A newborn baby discovered buried alive in a clay pot in northern India has recovered and is now thriving, her doctor has said.
She was taken to hospital in a critical condition back in October, weighing just 1.1kg (2.4lb) and suffering from septicaemia and a dangerously low platelet count.
The child is now back to a healthy weight and breathing and platelet counts are normal, her pediatrician Ravi Khanna told the BBC on Thursday.
She is in the custody of child welfare authorities in Bareilly district, in the northern state of Uttar Pradesh, because her parents have not been traced. She will be put up for adoption following a mandatory wait period.
A villager was burying his own daughter, when he discovered the baby. She was taken to the local government hospital, but was later was moved to Dr Khanna’s pediatric hospital, which has superior facilities.
Doctors concluded she was a premature baby, possibly born at 30 weeks- the newborn appeared visibly shriveled, was hypothermic and had low blood sugar.

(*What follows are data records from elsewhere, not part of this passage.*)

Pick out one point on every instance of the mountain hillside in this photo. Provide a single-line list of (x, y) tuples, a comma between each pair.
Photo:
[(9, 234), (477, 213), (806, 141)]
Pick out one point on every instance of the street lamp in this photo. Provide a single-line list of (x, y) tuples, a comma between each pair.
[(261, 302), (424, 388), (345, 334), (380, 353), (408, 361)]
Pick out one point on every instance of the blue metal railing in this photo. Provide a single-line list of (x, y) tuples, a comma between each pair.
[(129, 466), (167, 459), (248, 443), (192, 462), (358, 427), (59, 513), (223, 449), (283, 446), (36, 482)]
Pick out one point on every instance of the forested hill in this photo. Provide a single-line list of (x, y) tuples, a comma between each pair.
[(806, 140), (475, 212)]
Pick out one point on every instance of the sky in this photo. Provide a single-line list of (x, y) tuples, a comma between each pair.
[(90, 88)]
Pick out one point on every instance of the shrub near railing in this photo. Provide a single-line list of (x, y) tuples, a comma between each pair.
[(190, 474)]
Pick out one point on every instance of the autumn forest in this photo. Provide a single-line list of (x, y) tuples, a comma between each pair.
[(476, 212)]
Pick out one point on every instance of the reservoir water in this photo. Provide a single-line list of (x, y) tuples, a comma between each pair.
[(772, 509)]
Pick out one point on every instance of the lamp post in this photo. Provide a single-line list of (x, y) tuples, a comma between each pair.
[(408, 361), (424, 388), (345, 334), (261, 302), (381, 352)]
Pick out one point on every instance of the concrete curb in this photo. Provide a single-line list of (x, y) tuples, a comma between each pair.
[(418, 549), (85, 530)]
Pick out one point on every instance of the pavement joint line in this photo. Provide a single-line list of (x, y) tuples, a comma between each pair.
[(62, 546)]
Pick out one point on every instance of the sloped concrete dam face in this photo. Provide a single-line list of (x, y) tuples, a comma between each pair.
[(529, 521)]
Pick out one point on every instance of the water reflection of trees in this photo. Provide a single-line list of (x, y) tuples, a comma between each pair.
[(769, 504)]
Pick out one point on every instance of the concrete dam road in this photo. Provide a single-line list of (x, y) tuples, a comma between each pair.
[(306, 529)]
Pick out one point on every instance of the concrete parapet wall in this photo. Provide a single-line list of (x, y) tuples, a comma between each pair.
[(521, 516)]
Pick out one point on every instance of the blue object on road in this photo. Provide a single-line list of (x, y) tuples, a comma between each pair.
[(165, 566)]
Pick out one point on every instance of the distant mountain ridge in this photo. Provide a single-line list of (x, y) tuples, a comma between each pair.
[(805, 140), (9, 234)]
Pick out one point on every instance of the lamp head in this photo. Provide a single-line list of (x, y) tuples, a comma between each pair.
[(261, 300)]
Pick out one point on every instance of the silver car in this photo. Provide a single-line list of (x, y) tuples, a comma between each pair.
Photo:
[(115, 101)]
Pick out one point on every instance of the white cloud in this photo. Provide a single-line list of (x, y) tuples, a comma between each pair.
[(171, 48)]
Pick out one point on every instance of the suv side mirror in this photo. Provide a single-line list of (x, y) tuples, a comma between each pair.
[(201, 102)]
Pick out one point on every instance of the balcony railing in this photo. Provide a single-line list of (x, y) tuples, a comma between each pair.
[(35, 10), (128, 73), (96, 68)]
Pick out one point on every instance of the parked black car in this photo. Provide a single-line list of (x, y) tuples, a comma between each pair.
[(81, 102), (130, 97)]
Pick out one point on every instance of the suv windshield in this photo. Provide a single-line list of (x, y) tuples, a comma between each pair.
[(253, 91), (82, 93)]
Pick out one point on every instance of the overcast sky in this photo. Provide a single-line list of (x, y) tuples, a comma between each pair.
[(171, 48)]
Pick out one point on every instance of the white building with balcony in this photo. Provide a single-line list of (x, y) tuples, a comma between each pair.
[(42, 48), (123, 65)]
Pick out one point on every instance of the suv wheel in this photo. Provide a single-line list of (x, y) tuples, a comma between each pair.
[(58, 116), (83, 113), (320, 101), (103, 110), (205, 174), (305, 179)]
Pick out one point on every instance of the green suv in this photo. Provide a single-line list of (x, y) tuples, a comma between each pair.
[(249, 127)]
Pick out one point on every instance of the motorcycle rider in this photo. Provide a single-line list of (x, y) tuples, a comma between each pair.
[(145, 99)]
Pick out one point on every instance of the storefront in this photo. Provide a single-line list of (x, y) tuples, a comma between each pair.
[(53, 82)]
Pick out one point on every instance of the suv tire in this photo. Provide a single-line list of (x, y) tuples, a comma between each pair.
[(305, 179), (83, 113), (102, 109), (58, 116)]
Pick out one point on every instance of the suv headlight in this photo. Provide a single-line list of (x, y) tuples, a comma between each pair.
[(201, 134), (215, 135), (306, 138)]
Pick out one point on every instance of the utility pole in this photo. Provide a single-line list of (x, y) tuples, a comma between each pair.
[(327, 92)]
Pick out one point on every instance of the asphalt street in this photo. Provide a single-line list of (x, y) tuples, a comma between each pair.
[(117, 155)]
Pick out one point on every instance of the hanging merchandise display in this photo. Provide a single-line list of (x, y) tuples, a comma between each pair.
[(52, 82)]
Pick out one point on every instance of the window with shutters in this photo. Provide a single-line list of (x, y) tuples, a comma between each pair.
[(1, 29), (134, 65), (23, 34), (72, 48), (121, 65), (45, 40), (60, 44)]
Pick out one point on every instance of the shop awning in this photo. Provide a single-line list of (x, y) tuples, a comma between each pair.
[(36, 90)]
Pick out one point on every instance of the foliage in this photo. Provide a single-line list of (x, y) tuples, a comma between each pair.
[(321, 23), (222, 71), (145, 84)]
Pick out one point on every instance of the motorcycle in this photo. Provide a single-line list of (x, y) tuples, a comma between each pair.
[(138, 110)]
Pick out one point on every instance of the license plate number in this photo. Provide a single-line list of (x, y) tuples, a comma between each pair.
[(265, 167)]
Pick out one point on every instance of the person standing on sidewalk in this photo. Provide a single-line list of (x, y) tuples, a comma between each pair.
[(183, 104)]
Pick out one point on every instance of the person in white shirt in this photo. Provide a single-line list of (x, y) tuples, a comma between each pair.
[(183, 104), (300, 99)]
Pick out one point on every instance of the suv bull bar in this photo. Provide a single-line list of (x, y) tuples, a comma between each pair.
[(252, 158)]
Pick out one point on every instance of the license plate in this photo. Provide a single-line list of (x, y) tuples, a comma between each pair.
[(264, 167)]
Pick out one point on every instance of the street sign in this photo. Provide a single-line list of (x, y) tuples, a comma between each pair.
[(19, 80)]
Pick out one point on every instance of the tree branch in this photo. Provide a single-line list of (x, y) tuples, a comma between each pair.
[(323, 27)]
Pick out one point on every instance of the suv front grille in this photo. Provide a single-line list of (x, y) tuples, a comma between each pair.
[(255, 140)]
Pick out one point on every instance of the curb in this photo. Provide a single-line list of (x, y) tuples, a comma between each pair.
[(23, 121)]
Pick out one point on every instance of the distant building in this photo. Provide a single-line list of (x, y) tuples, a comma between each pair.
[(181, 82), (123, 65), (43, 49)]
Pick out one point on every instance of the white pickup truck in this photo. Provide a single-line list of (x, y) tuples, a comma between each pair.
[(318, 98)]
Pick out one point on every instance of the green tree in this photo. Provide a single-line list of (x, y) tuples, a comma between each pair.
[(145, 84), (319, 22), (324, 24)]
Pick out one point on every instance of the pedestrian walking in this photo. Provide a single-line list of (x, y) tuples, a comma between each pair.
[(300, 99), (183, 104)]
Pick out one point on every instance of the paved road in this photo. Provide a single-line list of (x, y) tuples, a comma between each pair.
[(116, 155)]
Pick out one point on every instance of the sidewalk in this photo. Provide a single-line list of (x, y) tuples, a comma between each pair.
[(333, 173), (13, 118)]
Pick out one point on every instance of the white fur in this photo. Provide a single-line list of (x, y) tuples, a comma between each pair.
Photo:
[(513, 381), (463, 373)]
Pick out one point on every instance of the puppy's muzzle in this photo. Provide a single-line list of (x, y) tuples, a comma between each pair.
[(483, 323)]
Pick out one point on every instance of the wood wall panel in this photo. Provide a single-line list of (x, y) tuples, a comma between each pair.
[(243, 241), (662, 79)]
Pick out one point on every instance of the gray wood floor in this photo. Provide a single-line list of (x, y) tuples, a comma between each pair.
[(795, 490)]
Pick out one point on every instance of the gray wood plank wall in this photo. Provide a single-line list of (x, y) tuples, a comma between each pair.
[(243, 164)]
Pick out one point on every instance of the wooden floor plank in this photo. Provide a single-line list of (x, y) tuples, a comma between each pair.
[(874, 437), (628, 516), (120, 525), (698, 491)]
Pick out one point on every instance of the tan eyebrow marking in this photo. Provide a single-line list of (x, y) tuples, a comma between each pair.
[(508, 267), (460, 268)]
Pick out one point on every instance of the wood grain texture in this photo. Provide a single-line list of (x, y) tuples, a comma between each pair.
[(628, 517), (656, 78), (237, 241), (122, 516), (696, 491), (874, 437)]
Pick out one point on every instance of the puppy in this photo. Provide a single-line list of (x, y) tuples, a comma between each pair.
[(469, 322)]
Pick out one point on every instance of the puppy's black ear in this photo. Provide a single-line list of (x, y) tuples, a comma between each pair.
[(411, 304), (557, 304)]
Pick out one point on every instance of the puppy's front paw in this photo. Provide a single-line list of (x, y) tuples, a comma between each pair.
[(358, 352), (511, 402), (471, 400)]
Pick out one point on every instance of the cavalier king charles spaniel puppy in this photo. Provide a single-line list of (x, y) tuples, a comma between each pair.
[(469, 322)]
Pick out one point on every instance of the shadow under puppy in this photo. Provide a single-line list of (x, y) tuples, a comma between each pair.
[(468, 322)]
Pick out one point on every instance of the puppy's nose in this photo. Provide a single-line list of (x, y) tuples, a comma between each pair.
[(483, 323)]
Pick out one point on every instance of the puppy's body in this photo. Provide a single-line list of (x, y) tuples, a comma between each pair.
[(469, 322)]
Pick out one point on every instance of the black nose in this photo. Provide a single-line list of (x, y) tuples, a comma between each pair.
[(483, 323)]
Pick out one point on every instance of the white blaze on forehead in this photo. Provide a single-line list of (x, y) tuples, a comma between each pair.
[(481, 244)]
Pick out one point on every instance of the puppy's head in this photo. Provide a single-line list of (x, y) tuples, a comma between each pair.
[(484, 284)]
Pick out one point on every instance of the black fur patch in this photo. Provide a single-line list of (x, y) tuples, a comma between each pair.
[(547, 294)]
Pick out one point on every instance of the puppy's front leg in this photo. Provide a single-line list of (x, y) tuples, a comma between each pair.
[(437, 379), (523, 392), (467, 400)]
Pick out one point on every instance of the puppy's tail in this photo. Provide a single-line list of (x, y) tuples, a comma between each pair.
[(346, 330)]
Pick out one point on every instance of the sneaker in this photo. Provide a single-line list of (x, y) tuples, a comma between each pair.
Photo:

Police have lodged a criminal case and are looking for the parents. They believe her parents were complicit in her burial, because no-one came forward to claim her, despite the wide publicity.
India’s gender ratio is one of the worst in the world as women are often discriminated against socially and girls are seen as a financial burden, particularly among poor communities.
Campaigners say a traditional preference for sons has meant millions of female children lost to foeticide and infanticide over the years.